Ella quería convertirse en princesa, y le dio igual lo que tuviera que sufrir y todo el daño que les haría a las personas de su alrededor para llegar a cumplir su sueño. Estaba cansada de ser el hazmerreír de todos.

Bip, bip, bip, bip...

En la habitación del hospital sólo se oyen los sonidos de las máquinas, que se encargan de contar los latidos de su débil corazón haciendo un esfuerzo por sobrevivir, sin nada de alimento en su organismo que le dé fuerzas. Se alimenta de ella misma. En su estómago, tan pequeño como una pelota de ping pong, ya no puede entrar nada, porque al instante se vuelve insoportable, queriendo desechar lo poco que haya. Su cabello ya no es cabello, sino una mata sin fuerza, ni volumen ni brillo. Sus manos están hechas un desastre, con callosidades en los nudillos y uñas destrozadas. Los dientes luchan contra la acidez cada vez que se provoca el vómito, y éste los va pintando poco a poco de amarillo. Labios secos y despellejados, costillas que están a punto de salir a la luz, rostro pálido con ojeras adornándolo...

Con apenas cuarenta kilos quiere sobrevivir. Lo necesita.

Bip, bip, bip, bip...

Escucha a alguien hablarle. Es una voz masculina. Dulce pero grave. Se le nota el dolor en las palabras, pero no es capaz de descifrar el contenido; su mente lucha por hacerlo, pero ella sigue con los ojos cerrados. Sabe quién es el que le está hablando, lo sabe perfectamente. Su olor acapara sus fosas nasales y quiere abrazarlo. Pero su cuerpo débil se lo impide.

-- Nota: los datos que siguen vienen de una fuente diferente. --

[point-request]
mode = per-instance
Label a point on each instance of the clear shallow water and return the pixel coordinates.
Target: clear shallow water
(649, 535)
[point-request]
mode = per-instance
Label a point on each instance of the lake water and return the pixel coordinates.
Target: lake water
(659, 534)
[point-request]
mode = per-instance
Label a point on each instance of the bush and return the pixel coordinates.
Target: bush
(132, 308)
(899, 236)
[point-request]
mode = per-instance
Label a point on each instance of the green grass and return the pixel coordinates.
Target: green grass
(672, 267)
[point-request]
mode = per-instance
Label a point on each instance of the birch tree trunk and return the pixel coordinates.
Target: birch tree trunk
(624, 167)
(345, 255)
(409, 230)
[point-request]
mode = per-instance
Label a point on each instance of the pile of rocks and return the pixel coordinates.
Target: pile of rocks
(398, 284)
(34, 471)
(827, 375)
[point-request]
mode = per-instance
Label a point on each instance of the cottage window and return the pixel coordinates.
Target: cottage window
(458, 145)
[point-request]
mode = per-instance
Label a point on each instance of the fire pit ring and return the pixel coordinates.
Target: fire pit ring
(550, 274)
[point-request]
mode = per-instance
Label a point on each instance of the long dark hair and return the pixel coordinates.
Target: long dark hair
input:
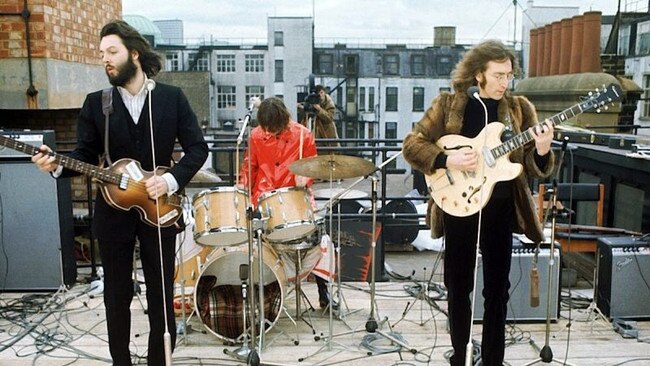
(134, 41)
(273, 115)
(475, 62)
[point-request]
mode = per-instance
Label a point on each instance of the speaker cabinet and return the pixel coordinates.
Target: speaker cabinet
(37, 229)
(623, 273)
(519, 308)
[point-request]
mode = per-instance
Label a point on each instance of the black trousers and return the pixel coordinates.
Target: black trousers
(460, 253)
(117, 262)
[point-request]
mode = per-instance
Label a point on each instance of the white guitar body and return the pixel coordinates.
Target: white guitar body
(461, 193)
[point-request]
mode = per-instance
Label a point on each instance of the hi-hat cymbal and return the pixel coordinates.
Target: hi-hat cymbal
(349, 193)
(332, 166)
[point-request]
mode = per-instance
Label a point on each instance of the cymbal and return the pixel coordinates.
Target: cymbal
(329, 193)
(332, 166)
(205, 176)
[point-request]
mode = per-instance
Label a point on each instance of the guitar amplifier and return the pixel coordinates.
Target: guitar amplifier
(519, 308)
(35, 138)
(623, 268)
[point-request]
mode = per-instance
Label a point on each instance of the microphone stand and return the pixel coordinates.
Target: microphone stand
(372, 326)
(251, 355)
(546, 354)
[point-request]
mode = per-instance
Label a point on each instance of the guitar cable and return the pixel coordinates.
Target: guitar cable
(473, 92)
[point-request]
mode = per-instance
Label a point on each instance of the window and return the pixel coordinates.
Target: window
(201, 63)
(417, 65)
(443, 66)
(646, 95)
(254, 91)
(351, 64)
(279, 70)
(624, 41)
(325, 64)
(418, 99)
(254, 63)
(225, 63)
(278, 38)
(391, 132)
(391, 99)
(362, 99)
(172, 62)
(643, 41)
(391, 64)
(226, 97)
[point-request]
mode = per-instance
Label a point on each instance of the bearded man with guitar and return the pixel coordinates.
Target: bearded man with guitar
(502, 208)
(136, 196)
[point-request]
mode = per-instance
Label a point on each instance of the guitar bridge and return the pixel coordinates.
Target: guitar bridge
(124, 182)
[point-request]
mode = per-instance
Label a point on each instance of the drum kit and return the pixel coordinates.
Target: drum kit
(289, 235)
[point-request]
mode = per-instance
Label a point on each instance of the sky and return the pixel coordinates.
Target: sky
(355, 19)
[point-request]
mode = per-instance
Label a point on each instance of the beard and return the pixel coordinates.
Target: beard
(124, 73)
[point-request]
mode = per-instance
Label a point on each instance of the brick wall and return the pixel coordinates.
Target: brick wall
(59, 29)
(64, 124)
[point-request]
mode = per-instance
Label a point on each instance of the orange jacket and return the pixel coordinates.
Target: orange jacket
(270, 156)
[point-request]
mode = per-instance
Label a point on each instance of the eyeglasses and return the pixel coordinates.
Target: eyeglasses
(503, 77)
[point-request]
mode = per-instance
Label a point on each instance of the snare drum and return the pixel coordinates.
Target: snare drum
(288, 213)
(218, 294)
(220, 216)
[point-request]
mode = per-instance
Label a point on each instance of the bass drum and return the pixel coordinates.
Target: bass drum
(218, 294)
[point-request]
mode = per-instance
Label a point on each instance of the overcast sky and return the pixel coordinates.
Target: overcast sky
(385, 19)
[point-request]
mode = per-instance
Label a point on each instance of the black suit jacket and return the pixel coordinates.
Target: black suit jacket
(173, 120)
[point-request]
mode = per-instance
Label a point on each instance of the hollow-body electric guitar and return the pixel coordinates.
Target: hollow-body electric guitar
(461, 193)
(122, 184)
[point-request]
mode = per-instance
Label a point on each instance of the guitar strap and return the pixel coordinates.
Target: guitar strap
(107, 109)
(508, 132)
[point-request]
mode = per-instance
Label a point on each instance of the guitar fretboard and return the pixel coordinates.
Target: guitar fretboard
(526, 137)
(104, 175)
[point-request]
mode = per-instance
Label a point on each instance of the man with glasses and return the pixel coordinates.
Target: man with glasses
(489, 66)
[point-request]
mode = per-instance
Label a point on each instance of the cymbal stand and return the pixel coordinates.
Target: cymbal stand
(422, 295)
(372, 326)
(251, 355)
(545, 353)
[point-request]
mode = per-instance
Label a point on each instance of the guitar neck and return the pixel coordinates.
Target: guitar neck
(526, 137)
(93, 171)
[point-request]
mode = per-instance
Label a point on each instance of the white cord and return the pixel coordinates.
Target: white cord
(166, 336)
(469, 347)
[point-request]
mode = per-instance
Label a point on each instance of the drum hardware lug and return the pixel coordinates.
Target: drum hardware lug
(269, 211)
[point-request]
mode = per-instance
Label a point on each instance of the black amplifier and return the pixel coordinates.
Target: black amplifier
(623, 267)
(519, 308)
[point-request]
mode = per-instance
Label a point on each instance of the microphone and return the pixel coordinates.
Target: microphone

De repente, siente algo húmedo en su cuello mientras oye sollozos. Él está llorando. Ella piensa que es culpa de sí misma. No quería hacerle sufrir, pero no es consciente de lo que hace.

—Te quiero —le susurra él.

Ella también quiere decirle que lo quiere. Demasiado. Y que hará todo lo posible por recuperarse. Mientras, el sonido de las máquinas sigue en la habitación. Siente ganas de orinar y le duele todo el cuerpo. Desea despertarse y mirarlo a los ojos. Quiere prometerle que nunca más va a vomitar, aunque luego sea mentira. Pero quiere intentarlo.

—¿Qué haces tú aquí? —La madre de ella irrumpe en la habitación, y él le suelta la mano—. No quiero verte por aquí. Por tu culpa mi hija está así.

—Ya me iba, señora —le responde él.

«No te vayas, por favor, te necesito», piensa ella.

—Ni se te ocurra volver a acercarte a ella —lo amenaza la madre, al mismo tiempo que salen de la habitación.

Ella continúa con los ojos cerrados.

Y las máquinas cuentan los latidos de su corazón.

Bip, bip, bip, bip...

* * *

Ella recorre el torso de su novio con las manos, pero él no siente nada con sus caricias. Gruñe, luego aparta las manos y la besa, imaginándose que es otra persona. Entonces los besos se vuelven más intensos y la temperatura en la habitación empieza a subir. Ella posa sus labios en el cuello de él y lo succiona, mientras le acaricia la espalda.

Él la detiene.

—Ya. Colócate como siempre.

Ella lo mira con las mejillas encendidas.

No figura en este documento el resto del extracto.